Un patient de 56 ans a été adressé à notre service en raison de la découverte fortuite d'une masse rénale de 5 cm de diamètre maximum, mésorénale gauche à l'échographie lors de l'étude d'une crise réno-urétérale du même côté. Les seuls antécédents du patient étaient une hyperuricémie, et il n'a pas signalé d'épisodes d'hématurie. Dans le centre où le diagnostic a été posé, une étude d'extension a été réalisée avec une radiographie pulmonaire, un hémogramme, une biochimie et une tomographie informatisée abdomino-pelvienne, qui a révélé un thrombus tumoral s'étendant à travers la veine rénale jusqu'à la veine cave rétro-hépatique. Dans ce cas, le centre de référence a décidé de placer un filtre dans la veine cave inférieure pour empêcher la progression et l'embolisation du thrombus.

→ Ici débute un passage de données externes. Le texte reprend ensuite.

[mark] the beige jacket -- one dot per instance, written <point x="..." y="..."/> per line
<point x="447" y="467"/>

Le patient a ensuite été envoyé dans notre centre pour évaluer le traitement chirurgical, car le centre d'origine ne disposait pas d'un service de chirurgie cardiaque.
Pour compléter l'étude, nous avons réalisé une urographie par résonance magnétique (Uro-MRI) et une étude angiographique par tomographie informatisée (angio-CT) avec cavographie afin d'évaluer le plus précisément possible l'étendue du thrombus et l'éventuelle infiltration vasculaire tumorale. Les deux scanners signalent l'extension rétrohépatique du thrombus, l'absence apparente d'infiltration vasculaire et d'adénopathie, ainsi que la présence d'un filtre métallique immédiatement au-dessus du thrombus, responsable de l'artéfaction des images.

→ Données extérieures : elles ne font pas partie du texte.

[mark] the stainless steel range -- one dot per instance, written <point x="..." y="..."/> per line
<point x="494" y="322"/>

Avec le diagnostic de néoformation rénale de stade T3bN0M0 avec thrombus tumoral de niveau II, il a été décidé d'intervenir, conjointement avec le service de chirurgie cardiaque de notre centre, en réalisant une sternotomie et une laparotomie sous-costale gauche et, après avoir libéré l'angle splénique du côlon en ouvrant le rétropéritoine au niveau du mésentère, une néphrectomie radicale gauche, la pièce de néphrectomie restant ancrée par la veine rénale thrombosée. Par la suite, et sous circulation extracorporelle avec hypothermie profonde et rétroperfusion cérébrale, le filtre est retiré par fermeture et traction sous contrôle fluoroscopique depuis son point d'insertion au niveau jugulaire, avec contrôle par auriculotomie droite de la possible dissémination au poumon de petits thrombus lors de la manœuvre de retrait, suivie d'une résection de la veine rénale et de son ostium en raison d'une suspicion d'infiltration de celle-ci et d'une thrombectomie par traction pour réparer ensuite le défaut avec un patch en Goretex®, le patient devant être anticoagulé avec des médicaments dicoumariniques pendant 3 mois jusqu'à l'endothélisation du greffon synthétique.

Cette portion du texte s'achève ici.